Announcement

Collapse
No announcement yet.
X
  • Filter
  • Time
  • Show
Clear All
new posts

  • Multi-level model (xtmelogit) vs. adjusting for PSU and strata (svy: logit)?

    What is the appropriate way to specify models that incorporate two levels of clustering (if that is the right term)? I initially used xtmelogit (level 1=child, level 2=sibling groups, level 3=counties). These are experimental data; the intervention was implemented separately in 9 counties and served children (many in sibling groups). A colleague recommended that, since I don’t care about estimating county-level impacts, xtmelogit might be overkill and I could run models simply adjusting for strata (county) and PSU (sibling group) which I then did using svy: logit. (If I understand correctly, this suggestion is also made by the authors of GLLAMM.) However, results using the two approaches differ, which makes me think either that I’m doing something wrong, or that one approach is better than the other. Can anyone advise? Thank you in advance!

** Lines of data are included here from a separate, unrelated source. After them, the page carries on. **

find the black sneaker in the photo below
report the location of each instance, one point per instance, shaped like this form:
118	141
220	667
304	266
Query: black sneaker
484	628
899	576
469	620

    Below I've provided some sample output and definitions of my key variables.

    EXPER: 1=treatment, 0=control (Independent variable of interest)
    MOMCLOSE: 1= good outcome, 0=bad outcome
    Siteid=county identifier (level 3 id, with dummy indicators called site# )
    randcid = case id/sibling group id (level 2 id)
    fpcvar =(fpc, calculated per county, number of respondents divided by number of youth in the original sample)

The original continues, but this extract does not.